# Tatsfield Monitoring Station UPDATE 2008 Part 1



## godzilla73 (Jul 28, 2008)

Ok - so this is a follow up to the good work done by Cybergibbons who took some great photos of this site in 2005. I should start by saying that I'm not really an Urbex-er at all. More a sort of "history of communications" anorak - which comes out of my day job. I've also got a bit of an interest in Cold War history and transmitter masts, so this was right up my alley as it were. I became interested in the site, when I was driving along the road from which the site is on. There are a half a dozen masts on that road, most of them for mobile comms (though one was/is the site of USAAF Botley Hill, which was a super secret communications link for the Americans in Europe during the Cold War, running a system called Autovon). I started off looking at the BT above ground tower which is there and Googling for information on its role when I came across a load of stuff on the BBC Monitoring Station. These pictures are from my first visit earlier on today. I didn't get across to the bunker so ably documented by Cybergibbons (the brambles around it are now about 6ft high and I wasn't dressed ahem, appropriately!) but I did manage to get some shots of the workshop, which has now been burnt out and in a much worse state than it was 2-3 years ago. I also got a shot of what must have been the main entrance gates. I don't know what the green covered things are - they might be capped bunkers as well. They are in the road opposite the site. There is a sign there but it is faded, though you can make out the word *block* . (I seem to remember somebody saying something about this on the forum. ) I'll be going back there in a couple of days so I'll try and get some shots of the bunker and other things. You can see why they built it there. Looking back from the base of the masts you could see all the way back past the Dartford Cross and over the Essex hills - magic!

More soon....

GDZ





























Or visit http://s336.photobucket.com/albums/n353/mechagodzilla73/Tatsfield Monitoring Station/

to see more pics and comments!


----------



## Foxylady (Jul 29, 2008)

Oh wow, those green covered bunker-type um...bunkers are so cool. It looks like the entrance covers are on sliding hatches. Nice find. Look forward to seeing some more when you go back.


----------



## Zero (Jul 29, 2008)

The green things are something to do with gas. Saw a southern gas van parked there while on a walk a few days ago.


----------



## BigLoada (Jul 29, 2008)

As a radio comms anorak myself and ex-signals person I too find these places fascinating. Is there any more history available? Pity there aint much stuff like this to explore up this way.


----------



## godzilla73 (Jul 29, 2008)

Zero said:


> The green things are something to do with gas. Saw a southern gas van parked there while on a walk a few days ago.



Thanks - I wondered about that. What do you think? Access to the Transco pipeline? I thought, on reflection that they might be diesel tanks for powering the main site on the other side of the road, as Transco has a presence there.


----------



## godzilla73 (Jul 29, 2008)

Lithium said:


> As a radio comms anorak myself and ex-signals person I too find these places fascinating. Is there any more history available? Pity there aint much stuff like this to explore up this way.

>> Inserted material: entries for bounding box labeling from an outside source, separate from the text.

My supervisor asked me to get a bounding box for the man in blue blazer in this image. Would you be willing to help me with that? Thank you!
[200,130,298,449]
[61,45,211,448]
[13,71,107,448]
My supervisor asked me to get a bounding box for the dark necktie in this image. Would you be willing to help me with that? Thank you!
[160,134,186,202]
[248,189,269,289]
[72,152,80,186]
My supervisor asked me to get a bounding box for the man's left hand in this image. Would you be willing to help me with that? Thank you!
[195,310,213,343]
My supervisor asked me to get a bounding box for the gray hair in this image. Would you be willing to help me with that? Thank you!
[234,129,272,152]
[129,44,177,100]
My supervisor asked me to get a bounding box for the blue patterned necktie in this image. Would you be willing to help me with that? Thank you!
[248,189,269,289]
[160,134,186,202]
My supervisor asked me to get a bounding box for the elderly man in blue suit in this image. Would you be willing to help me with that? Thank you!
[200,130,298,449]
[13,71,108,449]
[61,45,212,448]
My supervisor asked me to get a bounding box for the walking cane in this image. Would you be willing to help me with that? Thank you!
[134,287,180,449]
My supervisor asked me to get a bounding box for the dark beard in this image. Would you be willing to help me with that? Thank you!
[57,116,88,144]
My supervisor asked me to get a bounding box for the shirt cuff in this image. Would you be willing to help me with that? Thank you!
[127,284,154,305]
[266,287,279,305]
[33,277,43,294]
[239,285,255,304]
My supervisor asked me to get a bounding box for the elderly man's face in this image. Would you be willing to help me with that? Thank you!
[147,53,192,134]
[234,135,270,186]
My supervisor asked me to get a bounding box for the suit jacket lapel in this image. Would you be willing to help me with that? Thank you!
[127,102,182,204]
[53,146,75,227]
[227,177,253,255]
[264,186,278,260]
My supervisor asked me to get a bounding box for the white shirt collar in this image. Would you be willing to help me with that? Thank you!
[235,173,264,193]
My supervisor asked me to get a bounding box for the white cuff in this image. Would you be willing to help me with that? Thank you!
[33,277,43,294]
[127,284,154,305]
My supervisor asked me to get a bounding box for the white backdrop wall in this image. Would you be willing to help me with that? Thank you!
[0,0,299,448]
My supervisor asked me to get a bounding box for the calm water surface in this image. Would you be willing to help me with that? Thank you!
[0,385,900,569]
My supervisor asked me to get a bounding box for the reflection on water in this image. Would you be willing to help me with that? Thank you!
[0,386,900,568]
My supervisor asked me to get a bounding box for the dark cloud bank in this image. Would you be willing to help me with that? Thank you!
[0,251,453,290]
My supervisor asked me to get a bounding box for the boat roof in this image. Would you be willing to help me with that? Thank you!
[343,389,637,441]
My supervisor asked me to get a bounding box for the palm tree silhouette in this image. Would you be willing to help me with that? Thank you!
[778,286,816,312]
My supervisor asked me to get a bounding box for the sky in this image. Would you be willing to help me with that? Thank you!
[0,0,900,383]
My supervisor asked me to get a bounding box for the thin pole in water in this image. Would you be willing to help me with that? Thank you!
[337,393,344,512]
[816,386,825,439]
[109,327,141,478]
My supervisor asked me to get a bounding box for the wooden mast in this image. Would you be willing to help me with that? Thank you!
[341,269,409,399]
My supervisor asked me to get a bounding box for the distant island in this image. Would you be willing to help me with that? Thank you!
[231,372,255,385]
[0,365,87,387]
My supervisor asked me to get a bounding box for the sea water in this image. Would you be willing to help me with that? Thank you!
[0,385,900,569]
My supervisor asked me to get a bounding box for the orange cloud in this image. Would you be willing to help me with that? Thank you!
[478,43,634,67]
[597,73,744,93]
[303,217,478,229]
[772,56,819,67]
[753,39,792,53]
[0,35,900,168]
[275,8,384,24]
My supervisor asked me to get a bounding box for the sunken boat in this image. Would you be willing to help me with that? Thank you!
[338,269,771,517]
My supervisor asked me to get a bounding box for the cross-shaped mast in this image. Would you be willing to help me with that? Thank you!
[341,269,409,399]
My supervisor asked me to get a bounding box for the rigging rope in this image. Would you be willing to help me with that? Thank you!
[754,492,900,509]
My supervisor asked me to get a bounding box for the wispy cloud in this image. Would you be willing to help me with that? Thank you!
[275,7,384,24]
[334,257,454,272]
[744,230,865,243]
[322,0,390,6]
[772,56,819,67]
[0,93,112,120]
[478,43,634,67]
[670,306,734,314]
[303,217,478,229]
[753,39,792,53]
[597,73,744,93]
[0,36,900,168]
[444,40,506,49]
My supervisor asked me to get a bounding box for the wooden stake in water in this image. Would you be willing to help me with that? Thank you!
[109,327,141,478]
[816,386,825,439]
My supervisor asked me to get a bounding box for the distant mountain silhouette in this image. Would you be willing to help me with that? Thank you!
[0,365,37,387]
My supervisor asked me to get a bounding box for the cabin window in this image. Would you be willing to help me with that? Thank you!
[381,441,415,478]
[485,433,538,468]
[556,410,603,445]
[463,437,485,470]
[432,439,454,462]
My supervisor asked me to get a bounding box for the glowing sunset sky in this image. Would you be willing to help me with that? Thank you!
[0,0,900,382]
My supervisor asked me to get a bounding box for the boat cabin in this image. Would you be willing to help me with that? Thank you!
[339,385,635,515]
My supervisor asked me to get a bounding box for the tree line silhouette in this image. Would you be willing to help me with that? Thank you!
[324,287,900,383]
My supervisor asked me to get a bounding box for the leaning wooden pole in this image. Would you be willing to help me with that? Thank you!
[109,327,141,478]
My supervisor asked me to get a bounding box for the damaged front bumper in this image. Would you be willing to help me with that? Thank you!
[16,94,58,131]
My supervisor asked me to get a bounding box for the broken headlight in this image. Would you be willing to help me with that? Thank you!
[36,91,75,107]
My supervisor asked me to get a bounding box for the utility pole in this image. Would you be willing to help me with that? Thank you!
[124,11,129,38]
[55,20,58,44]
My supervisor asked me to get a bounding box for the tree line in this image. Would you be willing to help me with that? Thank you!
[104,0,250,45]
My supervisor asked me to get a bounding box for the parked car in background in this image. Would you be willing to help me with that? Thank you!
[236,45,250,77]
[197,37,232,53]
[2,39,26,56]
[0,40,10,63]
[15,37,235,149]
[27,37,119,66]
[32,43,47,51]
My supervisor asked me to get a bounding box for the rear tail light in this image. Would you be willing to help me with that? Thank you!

The two links below are quite interesting. The People's war Contribution makes mention of a building 100 yards from the main entrance. Its unclear whether or not this was the gates that I photographed in the picture or where the main entrance to the BT site is now, but the building is almost certainly that identified as the Workshop in the above pictures. As an ex- Signals person, you might also be interested in Botley Hil Farm which is just across the road. Go to http://www.nevadamicrowaveandtower.com/timevault1.html to see some great photos taken by a USAAF mast rigger at the height of the Cold War (clearly only recently that he's felt able to put them up without being court martialled). Botley Hill Farm ran the Autovon system during the 70s and 80s and was also connected to Projects Mould, Ace High and Silk Purse, all of which you probably know about, but if you would like to contribute more info on them it would be great - especially at subbrit.org, which as you may have guessed I am also a member of.Needless to say that site (while only recently decommissioned) still enjoys quite a high level of security and should probably not be approached by anyone not connected with the military!



http://www.crew-green.com/BBC Monitoring.htm

http://www.bbc.co.uk/ww2peopleswar/stories/21/a7157621.shtml

Thanks for your comments 

GDZ


----------